Here is a selection of great fiction books that I have read which have enriched my reading around yoga philosophy and which I invite you to consider.
Siddhartha, Hermann Hesse
Starting with the obvious, Siddhartha is one of the most influential spiritual works of the 20th Century. It follows the spiritual journey of the novel’s namesake, Siddhartha, in his search for the Truth. Through this journey, he encounters many spiritual leaders (including the Buddha), conflicting messages, is tempted by material wealth and greed and the struggle of attempting to impose the Truth on others. It is reminiscent of the inner journey we must all take to find our own version of Truth and live life according to our own Truth, an important aspect of yogic philosophy and a concept I’m sure all yogis will sympathise with.
Island, Aldous Huxley
I would recommend pretty much any of Huxley’s philosophical novels for an intelligent and stark exploration of the human condition, however I have chosen Island as one that is particularly relevant to yogis. One of Huxley’s later works, written during his period of interest in Eastern philosophy and mysticism, Island describes the fictional utopian society of Pala, whose people are raised to live firmly in the present moment, who value compassion and who utilise psychedelic substances for the furtherment of spiritual wisdom. Despite its merits, however, Pala is under threat by the greed and obsession with progress of the outside world. This book is an exercise in visualising a humanity fully at peace with itself and a warning about the obstacles that lie in the wake of making this a reality.
Lost Horizon, James Hilton
Like Island, Lost Horizon describes the utopian society of Shangri La and the journeys of five strangers who end up there after their aeroplane crashes in the Tibetan mountains. Through the adventure, our protagonist Hugh Conway, a veteran member of the British diplomatic service, discovers his own inner peace and sense of purpose in a community of individuals who enjoy unprecedented longevity.
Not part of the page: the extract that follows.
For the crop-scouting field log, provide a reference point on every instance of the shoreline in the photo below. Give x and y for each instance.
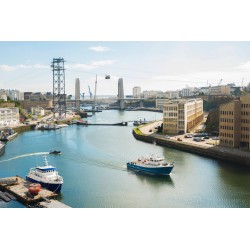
(212, 151)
The Alchemist, Paulo Coelho
The Alchemist is a parable on gratitude which follows a poor shepherd boy on the hunt for treasure who discovers that a wealth far beyond that of his dreams may lie closer to home. A feel-good story that encourages all of us to actively appreciate everything that we have in life and reminds us that everything we need may be within ourselves.
Mr Palomar, Italo Calvino
A slightly different tack from the other books on this list, Mr Palomar is a series of passages that follow the thoughts, musings and reflections of Mr Palomar as he contemplates everyday sights such as a piece of cheese, a gecko or a sunbathing woman. Mr Palomar’s deep contemplation of ordinary things encourage the reader to find the beauty in the ordinary and paint the world as a place of wonder, a feeling that can be rendered through meditation and life in the present moment.